Jaillant and Caputo’s analysis segues nicely into an analysis made by Stephanie Decker et al. in “Finding Light in Dark Archives: Using AI to Connect Context and Content in Email.” Having humans work alongside machines to help provide context is key, especially with complex email archives, which seem to be particularly troublesome due to their inherently risky privacy issues, networked nature, the ease at which information can be decontextualized, and the volume of data.  

Decker et al. provide a comprehensive, technical description of how AI methods can be applied to email archives to aid in searching, contextualization, and, ultimately, access but note that their success depends on how the archives have been rendered so that they are machine-readable. Lassere and Whyte also emphasize how important it is to use knowledge domain-specific AI tools, especially ones designed for archives, as the tool may be less effective if it cannot properly contextualize or assist with the data it is meant to be analyzing. Decker et al. emphasize the need for researchers to help provide access to records, and for cross-disciplinary collaboration to improve or provide meaningful access. This is yet another reason why interdisciplinary collaboration between archivists and AI scientists is so crucial. Already, just in this article, one can see that scholars who are interested in this intersection of AI and archives come from varied backgrounds: Caputo is a computer scientist, Decker is a business scholar, Jaillant is a digital humanist, Lassere is a digital archivist, and Whyte is a digital assets librarian. Given the multidisciplinary nature of the AI field, one can expect to see more collaborations from experts in the fields of history, anthropology, linguistics, business, computer science, archives, and more. 

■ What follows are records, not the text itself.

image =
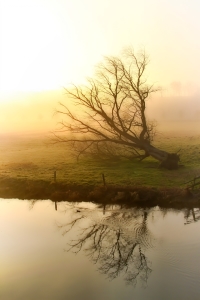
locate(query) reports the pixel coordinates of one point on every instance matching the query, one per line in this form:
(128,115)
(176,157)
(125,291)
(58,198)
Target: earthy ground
(28,165)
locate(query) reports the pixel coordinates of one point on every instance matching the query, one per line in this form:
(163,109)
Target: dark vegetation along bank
(104,194)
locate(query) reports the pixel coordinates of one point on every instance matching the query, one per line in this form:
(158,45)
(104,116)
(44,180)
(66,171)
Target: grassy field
(33,157)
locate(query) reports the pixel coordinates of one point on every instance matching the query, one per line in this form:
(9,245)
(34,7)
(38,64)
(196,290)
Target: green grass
(32,157)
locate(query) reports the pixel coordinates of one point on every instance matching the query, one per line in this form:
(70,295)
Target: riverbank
(104,194)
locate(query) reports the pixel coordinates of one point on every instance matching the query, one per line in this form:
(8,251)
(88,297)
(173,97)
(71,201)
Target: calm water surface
(84,251)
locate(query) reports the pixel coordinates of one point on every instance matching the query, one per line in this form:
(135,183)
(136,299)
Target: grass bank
(28,165)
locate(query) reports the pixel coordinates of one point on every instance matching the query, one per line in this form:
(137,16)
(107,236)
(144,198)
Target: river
(64,250)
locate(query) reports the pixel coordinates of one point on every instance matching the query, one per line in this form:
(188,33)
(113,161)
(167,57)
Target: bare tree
(110,112)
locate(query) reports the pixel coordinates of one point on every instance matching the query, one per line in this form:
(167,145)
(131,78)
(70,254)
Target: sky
(47,44)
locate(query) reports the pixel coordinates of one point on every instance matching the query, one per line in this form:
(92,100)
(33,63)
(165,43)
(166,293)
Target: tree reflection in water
(192,215)
(117,242)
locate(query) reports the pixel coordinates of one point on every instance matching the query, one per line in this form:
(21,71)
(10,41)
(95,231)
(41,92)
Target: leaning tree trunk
(167,160)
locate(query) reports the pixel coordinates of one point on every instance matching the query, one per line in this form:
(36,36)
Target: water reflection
(115,240)
(192,215)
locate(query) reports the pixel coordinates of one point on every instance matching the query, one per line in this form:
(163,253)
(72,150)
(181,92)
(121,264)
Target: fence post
(54,176)
(104,181)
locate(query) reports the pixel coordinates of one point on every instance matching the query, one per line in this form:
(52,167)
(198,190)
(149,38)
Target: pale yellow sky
(46,44)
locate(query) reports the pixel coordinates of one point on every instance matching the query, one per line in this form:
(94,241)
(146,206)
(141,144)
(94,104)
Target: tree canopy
(109,113)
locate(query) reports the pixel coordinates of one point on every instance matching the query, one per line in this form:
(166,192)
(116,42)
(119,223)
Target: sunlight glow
(34,55)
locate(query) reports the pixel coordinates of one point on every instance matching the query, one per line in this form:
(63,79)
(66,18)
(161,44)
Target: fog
(35,112)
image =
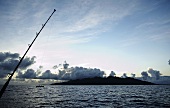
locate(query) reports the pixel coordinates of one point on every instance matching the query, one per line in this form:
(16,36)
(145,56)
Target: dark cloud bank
(8,62)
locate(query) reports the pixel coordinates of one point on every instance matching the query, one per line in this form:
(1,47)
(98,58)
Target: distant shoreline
(106,81)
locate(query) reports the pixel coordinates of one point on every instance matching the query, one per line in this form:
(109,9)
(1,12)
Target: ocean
(102,96)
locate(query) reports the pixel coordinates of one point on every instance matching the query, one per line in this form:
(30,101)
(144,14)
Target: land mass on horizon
(105,81)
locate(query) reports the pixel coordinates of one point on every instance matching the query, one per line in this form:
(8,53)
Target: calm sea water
(87,96)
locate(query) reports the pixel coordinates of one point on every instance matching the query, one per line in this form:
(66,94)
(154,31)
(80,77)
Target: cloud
(79,73)
(112,73)
(133,75)
(124,75)
(154,73)
(29,73)
(6,55)
(144,75)
(48,75)
(8,62)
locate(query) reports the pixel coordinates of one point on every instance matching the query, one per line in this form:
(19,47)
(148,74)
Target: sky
(124,36)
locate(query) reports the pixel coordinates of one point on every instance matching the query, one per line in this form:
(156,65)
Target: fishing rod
(10,77)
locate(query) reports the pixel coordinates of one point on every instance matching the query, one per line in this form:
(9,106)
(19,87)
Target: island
(105,81)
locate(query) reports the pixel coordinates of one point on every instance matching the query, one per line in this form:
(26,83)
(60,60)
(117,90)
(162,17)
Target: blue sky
(120,35)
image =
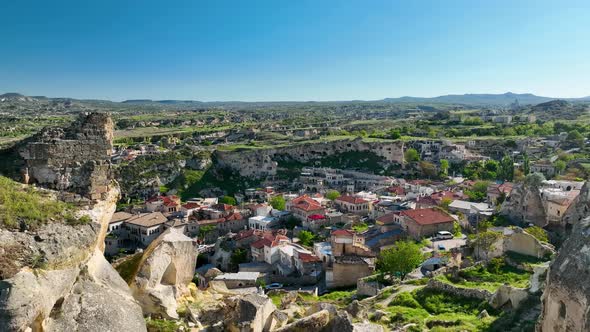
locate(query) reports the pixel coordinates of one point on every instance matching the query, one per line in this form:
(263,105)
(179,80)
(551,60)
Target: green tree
(507,168)
(526,164)
(457,229)
(278,202)
(238,257)
(534,180)
(560,166)
(332,194)
(228,200)
(485,242)
(444,167)
(445,202)
(428,169)
(478,191)
(306,238)
(411,155)
(395,134)
(400,259)
(538,233)
(204,230)
(575,137)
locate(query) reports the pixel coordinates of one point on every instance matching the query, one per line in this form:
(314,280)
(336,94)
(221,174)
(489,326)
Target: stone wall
(75,159)
(367,287)
(525,205)
(264,162)
(347,270)
(76,289)
(566,298)
(523,243)
(475,293)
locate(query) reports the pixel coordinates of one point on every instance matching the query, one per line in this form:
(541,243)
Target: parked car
(274,285)
(443,235)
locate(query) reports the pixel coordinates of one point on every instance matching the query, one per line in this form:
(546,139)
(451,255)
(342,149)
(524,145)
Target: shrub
(405,299)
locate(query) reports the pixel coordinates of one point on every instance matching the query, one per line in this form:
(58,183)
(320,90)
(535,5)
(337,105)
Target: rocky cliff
(263,162)
(164,273)
(579,208)
(525,205)
(566,299)
(59,279)
(74,288)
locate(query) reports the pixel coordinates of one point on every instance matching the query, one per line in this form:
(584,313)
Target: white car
(443,235)
(274,285)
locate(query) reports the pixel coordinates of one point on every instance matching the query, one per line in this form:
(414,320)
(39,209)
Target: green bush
(26,205)
(405,299)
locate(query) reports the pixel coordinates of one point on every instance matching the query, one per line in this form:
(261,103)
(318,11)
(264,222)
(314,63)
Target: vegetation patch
(489,277)
(128,268)
(438,311)
(27,207)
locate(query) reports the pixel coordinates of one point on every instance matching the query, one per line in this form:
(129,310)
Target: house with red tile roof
(304,206)
(420,223)
(495,191)
(353,204)
(266,249)
(163,204)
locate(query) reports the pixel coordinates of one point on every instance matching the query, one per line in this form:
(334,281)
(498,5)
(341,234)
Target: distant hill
(476,99)
(504,99)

Recent scholarship shows how artificial intelligence methods can be applied in digital preservation workflow and provides a perspective on ethical stewardship of records while using emerging technologies. Jaillant and Caputo expertly summarize what a radical empathy approach to using AI tools in archives looks like: “a framework of AI governance informed by well-developed language and procedures of consent, power, inclusivity, transparency… cross-disciplinary collaborations, [and] close attention to ethical principles” (2022). With intentional and patient management and supervision, implementing AI methods in digital preservation workflows can help connect archivists with records’ creators, subjects, and users, as well as larger communities, in a responsible manner. 

References

Caswell, M. & Cifor, M. (2016) From Human Rights to Feminist Ethics: Radical Empathy in the Archives. Archivaria 81, 23-43. https://www.muse.jhu.edu/article/687705 

Decker, S., Kirsch, D.A., Kuppili Venkata, S. et al(2022)Finding Light inDark Archives: Using AI to Connect Context and Content in Email. AI & Soc 37, 859–872. https://doi.org/10.1007/s00146-021-01369-9  

Jaillant L. (2019). After the Digital Revolution: Working with Emails and Born-digital Records in Literary and Publishers’ Archives. Archives & Manuscripts, 47(3), 285–304. https://doi.org/10.1080/01576895.2019.1640555 

Jaillant, L. Caputo, A. (2022). Unlocking Digital Archives: Cross-disciplinary Perspectives on AI and Born-digital Data. AI & Soc 37, 823–835. https://doi.org/10.1007/s00146-021-01367-x 

Lassere, M. & Whyte, J. M. (2021). Balancing Care and Authenticity in Digital Collections: A Radical Empathy Approach to Working with Disk Images. Journal of Critical Library and Information Studies 3, 1-25.